Australian Water Dragons require a heat gradient, which means that they need to have a hot side & a cool side, the hot side should include a basking area with a temperature of 100f-110f. The basking area can include slate, rocks or tile for your dragon to lay and bask on, as these are similar to their natural habitat and will greatly help in keeping temperatures high enough. These can be purchased at your local hardware store, petstore, or F&A Aquariums downtown has an excellent selection! You can check your temperatures with a temperature gun to ensure adequate temperatures. The enclosure should gradually decrease to 75f-80f on the cool side, and a warm “in between” temperature for the middle area of the enclosure.
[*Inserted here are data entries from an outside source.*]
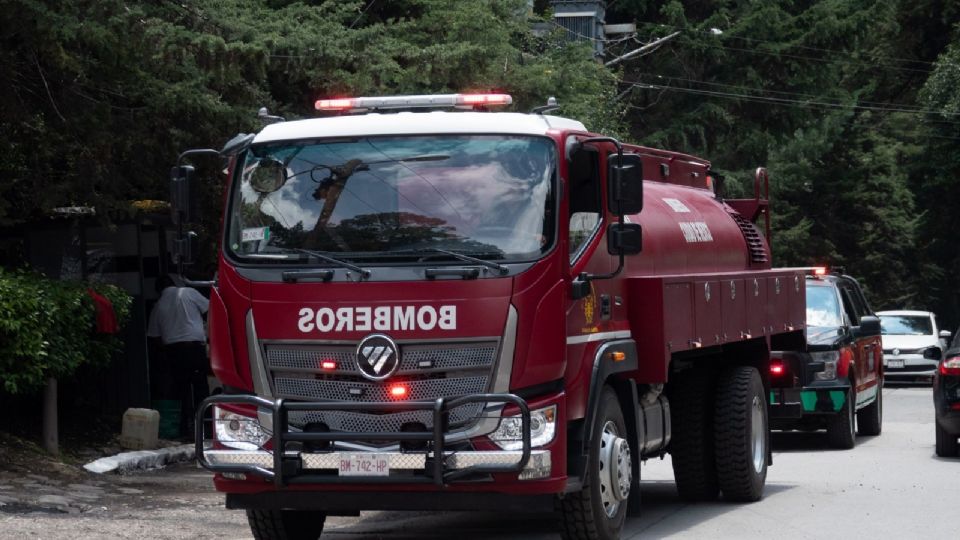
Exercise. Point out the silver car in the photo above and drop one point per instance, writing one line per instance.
(912, 345)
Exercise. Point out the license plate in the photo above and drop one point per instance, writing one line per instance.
(364, 464)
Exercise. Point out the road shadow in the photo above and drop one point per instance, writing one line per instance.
(446, 525)
(661, 502)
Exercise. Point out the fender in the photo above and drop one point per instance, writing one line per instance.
(605, 367)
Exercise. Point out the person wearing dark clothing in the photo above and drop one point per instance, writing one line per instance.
(177, 322)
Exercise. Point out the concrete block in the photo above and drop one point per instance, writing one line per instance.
(140, 429)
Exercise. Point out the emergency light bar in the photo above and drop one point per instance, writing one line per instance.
(466, 101)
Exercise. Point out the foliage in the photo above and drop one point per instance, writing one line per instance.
(47, 328)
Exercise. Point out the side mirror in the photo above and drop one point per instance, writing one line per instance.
(183, 195)
(625, 184)
(869, 326)
(580, 288)
(626, 238)
(269, 175)
(185, 248)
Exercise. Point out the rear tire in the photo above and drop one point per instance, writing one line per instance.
(946, 442)
(840, 427)
(286, 524)
(870, 418)
(598, 510)
(692, 445)
(741, 434)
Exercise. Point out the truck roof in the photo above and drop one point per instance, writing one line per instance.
(416, 123)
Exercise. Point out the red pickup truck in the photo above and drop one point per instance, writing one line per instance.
(835, 384)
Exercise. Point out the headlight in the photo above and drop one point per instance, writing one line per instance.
(543, 427)
(829, 359)
(238, 431)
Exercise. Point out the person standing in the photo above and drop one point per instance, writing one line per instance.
(177, 322)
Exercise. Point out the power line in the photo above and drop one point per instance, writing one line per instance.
(794, 46)
(767, 90)
(809, 104)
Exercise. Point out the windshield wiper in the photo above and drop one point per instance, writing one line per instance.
(489, 264)
(326, 258)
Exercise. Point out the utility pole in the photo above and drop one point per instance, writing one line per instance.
(646, 48)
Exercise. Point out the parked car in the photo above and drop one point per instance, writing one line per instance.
(836, 383)
(912, 345)
(946, 400)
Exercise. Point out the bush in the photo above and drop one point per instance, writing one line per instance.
(47, 328)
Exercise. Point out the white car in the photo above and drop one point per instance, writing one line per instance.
(912, 345)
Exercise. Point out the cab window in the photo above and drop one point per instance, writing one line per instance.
(585, 210)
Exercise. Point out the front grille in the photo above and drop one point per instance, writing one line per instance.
(428, 370)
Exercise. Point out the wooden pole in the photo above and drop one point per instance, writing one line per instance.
(50, 439)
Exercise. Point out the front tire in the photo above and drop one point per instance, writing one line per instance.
(870, 418)
(946, 443)
(741, 435)
(691, 448)
(840, 427)
(286, 524)
(598, 510)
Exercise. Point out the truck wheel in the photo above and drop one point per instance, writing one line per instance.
(870, 418)
(840, 427)
(286, 524)
(741, 434)
(946, 443)
(691, 448)
(598, 510)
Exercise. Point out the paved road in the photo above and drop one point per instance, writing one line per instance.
(891, 486)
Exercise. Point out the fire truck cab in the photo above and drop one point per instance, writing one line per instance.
(419, 308)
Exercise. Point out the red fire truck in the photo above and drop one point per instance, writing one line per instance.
(423, 304)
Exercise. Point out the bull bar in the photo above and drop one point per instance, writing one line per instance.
(287, 466)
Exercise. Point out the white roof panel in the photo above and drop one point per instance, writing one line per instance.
(416, 123)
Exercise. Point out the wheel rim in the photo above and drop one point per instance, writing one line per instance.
(757, 435)
(851, 407)
(616, 469)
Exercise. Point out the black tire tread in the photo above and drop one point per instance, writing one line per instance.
(870, 418)
(736, 388)
(946, 443)
(285, 524)
(839, 432)
(577, 512)
(691, 447)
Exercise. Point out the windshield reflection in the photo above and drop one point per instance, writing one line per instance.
(491, 196)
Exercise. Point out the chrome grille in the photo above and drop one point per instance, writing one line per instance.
(428, 370)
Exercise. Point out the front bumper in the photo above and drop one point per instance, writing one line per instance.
(795, 403)
(434, 464)
(915, 366)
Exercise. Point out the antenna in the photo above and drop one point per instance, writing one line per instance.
(549, 107)
(264, 115)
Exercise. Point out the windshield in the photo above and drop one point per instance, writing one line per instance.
(905, 325)
(487, 196)
(823, 309)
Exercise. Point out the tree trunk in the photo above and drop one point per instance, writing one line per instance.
(50, 441)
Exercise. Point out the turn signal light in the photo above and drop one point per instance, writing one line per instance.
(950, 366)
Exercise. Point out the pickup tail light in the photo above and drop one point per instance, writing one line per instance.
(950, 366)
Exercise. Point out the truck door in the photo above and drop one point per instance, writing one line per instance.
(588, 318)
(866, 348)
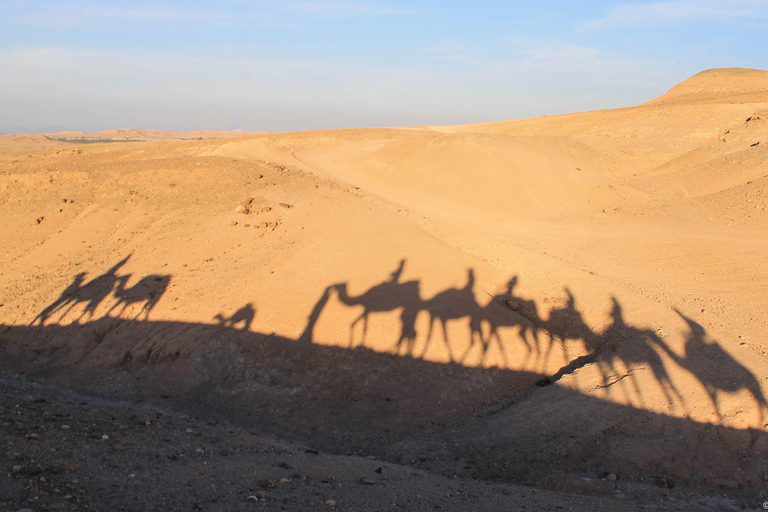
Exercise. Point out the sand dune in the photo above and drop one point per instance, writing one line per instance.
(615, 258)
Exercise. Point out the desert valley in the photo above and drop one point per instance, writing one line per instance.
(557, 313)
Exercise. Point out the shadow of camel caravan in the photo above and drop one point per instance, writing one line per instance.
(107, 288)
(493, 422)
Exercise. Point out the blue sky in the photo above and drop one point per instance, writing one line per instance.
(295, 65)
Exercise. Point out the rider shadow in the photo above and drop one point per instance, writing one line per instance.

This can be achieved with heat bulbs from your local pet store. This gives your dragon the opportunity to regulate their own temperature by moving around their enclosure freely.
Dragons require UVB rays which can be achieved with artificial light bulbs, they can be purchased from your local pet stores or specialty reptile stores. The most ideal UVB bulb is a linear “tube” shaped bulb which stretches across the back of the enclosure, the T5 bulb is ideal as it has strong rays and lasts the longest of most UVB lights, however, this bulb needs to be replaced every 6 months regardless of if the bulb is still lighting up in order to have enough UVB output.
Alternatively you can opt for a specific type of bulb called a “Mega Ray” bulb, which includes both heat and UVB rays, giving your reptile the best of both worlds without some of the confusion/hassle that multiple bulbs can cause. Mega Ray bulbs also have a guaranteed UVB output of 12-16 months, this will help cut down on the amount of bulbs you will need to purchase over time. Make sure to read specific directions on both types of bulbs to ensure safety for your pet.